Los fuertes romanos se construían con planta rectangular y torreones con
esquinas redondeadas. El arquitecto romano Marco
Vitrubio fue el primero en señalar la triple ventaja de las torres
redondas: más eficiente uso de la piedra, una mejor defensa contra los arietes (al
trabajar la muralla a compresión) y mejor campo de tiro.
Hasta el siglo XIII estas ventajas no se redescubrieron en la Europa del norte,
llevadas desde la España musulmana, que mantuvo la tradición desde mucho antes.
Si bien los primeros castillos datan del IX,
su origen es más antiguo y tienen precedentes en la arquitectura militar de la Grecia clásica.
En la Alta Edad Media se utilizaba como cerco
defensivo una mera empalizada de madera, pero la evolución del armamento y de
las técnicas militares hicieron inservible este procedimiento; más adelante, se
confió en la solidez de las construcciones en piedra y en la altura de los
muros que con este material podía alcanzarse.
Aunque
los castillos proliferaron durante la Edad Media,
el castillo no solo cumplía funciones puramente castrenses, sino que servía
también de residencia a los señores de la nobleza y a los propios reyes,
llegando con el tiempo a ser un auténtico palacio fortificado.
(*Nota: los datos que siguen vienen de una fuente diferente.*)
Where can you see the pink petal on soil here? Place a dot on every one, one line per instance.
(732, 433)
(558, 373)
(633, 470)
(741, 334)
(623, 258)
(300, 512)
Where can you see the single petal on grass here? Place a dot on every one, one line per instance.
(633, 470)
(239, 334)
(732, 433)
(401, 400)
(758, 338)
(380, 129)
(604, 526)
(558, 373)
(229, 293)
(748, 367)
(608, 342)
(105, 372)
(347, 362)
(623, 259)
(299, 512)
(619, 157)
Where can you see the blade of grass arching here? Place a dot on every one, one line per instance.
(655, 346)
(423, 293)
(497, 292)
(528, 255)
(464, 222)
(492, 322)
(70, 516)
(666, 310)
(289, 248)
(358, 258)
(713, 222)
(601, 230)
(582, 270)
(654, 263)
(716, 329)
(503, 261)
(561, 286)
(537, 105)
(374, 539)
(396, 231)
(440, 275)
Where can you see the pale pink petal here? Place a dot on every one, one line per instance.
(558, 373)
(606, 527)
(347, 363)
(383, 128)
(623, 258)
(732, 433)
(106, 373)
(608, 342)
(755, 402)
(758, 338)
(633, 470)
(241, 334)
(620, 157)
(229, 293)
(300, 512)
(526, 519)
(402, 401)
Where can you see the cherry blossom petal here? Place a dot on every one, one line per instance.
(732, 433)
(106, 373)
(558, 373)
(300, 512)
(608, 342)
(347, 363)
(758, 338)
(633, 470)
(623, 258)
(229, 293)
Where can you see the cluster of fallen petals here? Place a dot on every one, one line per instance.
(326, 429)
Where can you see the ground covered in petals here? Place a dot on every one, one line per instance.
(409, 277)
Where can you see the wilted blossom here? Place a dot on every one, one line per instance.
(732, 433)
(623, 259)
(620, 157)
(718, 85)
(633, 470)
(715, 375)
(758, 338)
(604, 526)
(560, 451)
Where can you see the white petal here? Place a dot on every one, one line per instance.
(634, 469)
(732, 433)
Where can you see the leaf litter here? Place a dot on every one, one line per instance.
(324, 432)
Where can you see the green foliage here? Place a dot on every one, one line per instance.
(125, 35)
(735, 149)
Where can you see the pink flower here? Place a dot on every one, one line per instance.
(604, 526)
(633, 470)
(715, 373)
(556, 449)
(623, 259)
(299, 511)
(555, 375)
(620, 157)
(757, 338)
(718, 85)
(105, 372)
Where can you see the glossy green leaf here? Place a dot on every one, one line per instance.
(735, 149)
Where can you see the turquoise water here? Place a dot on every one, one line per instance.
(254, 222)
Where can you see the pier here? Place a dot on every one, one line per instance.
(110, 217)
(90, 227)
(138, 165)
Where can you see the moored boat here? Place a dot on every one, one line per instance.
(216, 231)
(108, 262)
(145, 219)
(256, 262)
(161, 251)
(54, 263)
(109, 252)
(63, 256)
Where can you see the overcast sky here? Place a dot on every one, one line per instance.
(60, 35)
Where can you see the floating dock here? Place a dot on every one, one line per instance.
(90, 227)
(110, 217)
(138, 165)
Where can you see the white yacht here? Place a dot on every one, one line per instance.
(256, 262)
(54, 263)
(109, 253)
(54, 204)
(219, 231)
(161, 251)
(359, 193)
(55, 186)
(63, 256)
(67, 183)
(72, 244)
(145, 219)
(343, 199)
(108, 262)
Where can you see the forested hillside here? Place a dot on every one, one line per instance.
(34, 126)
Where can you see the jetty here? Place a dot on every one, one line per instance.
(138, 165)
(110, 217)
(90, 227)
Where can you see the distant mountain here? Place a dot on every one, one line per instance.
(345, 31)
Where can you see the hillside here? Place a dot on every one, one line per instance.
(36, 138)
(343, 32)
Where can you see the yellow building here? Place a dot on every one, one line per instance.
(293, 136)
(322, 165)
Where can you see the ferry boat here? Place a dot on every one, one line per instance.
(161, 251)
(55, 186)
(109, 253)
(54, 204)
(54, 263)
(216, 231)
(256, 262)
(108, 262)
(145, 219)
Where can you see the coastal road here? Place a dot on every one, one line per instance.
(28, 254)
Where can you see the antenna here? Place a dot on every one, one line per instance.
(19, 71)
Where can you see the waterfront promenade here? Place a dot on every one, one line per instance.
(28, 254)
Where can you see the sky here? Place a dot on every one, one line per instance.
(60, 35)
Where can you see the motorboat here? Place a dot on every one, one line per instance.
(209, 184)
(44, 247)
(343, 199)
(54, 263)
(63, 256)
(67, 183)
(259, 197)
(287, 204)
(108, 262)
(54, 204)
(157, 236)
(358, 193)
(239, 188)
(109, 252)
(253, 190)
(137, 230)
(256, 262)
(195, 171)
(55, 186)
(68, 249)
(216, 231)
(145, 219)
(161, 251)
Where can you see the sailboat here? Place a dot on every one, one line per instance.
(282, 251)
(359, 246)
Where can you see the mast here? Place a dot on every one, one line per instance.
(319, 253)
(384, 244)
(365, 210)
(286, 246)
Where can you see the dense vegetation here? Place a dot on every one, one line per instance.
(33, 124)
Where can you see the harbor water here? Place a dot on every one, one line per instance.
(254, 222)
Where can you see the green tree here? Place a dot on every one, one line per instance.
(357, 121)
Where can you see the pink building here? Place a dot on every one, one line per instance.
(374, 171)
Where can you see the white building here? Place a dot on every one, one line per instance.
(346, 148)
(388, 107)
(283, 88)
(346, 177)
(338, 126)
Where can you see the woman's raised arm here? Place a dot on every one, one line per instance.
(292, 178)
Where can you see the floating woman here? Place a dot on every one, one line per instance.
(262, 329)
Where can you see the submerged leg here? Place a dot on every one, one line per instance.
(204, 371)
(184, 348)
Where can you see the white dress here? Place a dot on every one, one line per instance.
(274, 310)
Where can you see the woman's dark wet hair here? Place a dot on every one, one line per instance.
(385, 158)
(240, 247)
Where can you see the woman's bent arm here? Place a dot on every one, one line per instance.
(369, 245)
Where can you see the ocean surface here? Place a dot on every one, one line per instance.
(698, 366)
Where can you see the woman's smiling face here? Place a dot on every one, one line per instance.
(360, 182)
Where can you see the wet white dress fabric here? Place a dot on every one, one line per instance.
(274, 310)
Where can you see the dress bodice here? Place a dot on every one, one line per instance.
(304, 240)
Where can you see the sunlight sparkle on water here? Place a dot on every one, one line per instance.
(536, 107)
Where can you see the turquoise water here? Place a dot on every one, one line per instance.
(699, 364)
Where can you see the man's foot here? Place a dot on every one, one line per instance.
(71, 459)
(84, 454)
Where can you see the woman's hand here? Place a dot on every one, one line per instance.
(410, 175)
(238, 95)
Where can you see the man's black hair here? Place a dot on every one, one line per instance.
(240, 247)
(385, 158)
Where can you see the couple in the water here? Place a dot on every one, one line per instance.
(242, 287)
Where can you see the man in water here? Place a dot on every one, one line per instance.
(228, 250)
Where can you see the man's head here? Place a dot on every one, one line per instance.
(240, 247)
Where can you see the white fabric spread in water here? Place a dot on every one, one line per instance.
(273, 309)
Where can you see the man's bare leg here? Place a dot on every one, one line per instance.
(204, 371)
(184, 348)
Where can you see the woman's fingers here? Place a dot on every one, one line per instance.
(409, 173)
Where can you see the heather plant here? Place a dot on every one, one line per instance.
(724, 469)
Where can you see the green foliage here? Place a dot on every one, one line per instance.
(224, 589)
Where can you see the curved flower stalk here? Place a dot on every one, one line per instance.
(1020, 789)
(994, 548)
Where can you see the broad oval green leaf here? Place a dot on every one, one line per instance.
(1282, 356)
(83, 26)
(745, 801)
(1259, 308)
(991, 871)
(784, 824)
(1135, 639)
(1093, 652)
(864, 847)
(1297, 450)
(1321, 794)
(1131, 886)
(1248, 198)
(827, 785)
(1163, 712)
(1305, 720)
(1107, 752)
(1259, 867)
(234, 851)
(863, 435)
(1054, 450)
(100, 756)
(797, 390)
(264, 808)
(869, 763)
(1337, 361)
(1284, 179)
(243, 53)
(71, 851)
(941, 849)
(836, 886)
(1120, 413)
Si bien podía
estar enclavado en los núcleos urbanos, lo común es que se situase en lugares
estratégicos, normalmente en puntos elevados y próximos a un curso de agua para
su abastecimiento, desde donde pudiera organizarse la propia defensa y la de
las villas que de él dependían.
A
partir del siglo XVI, con el ocaso del feudalismo
y la consolidación de las monarquías absolutistas, la nobleza propietaria de
los castillos los fue abandonando a cambio de mansiones palaciegas en la corte.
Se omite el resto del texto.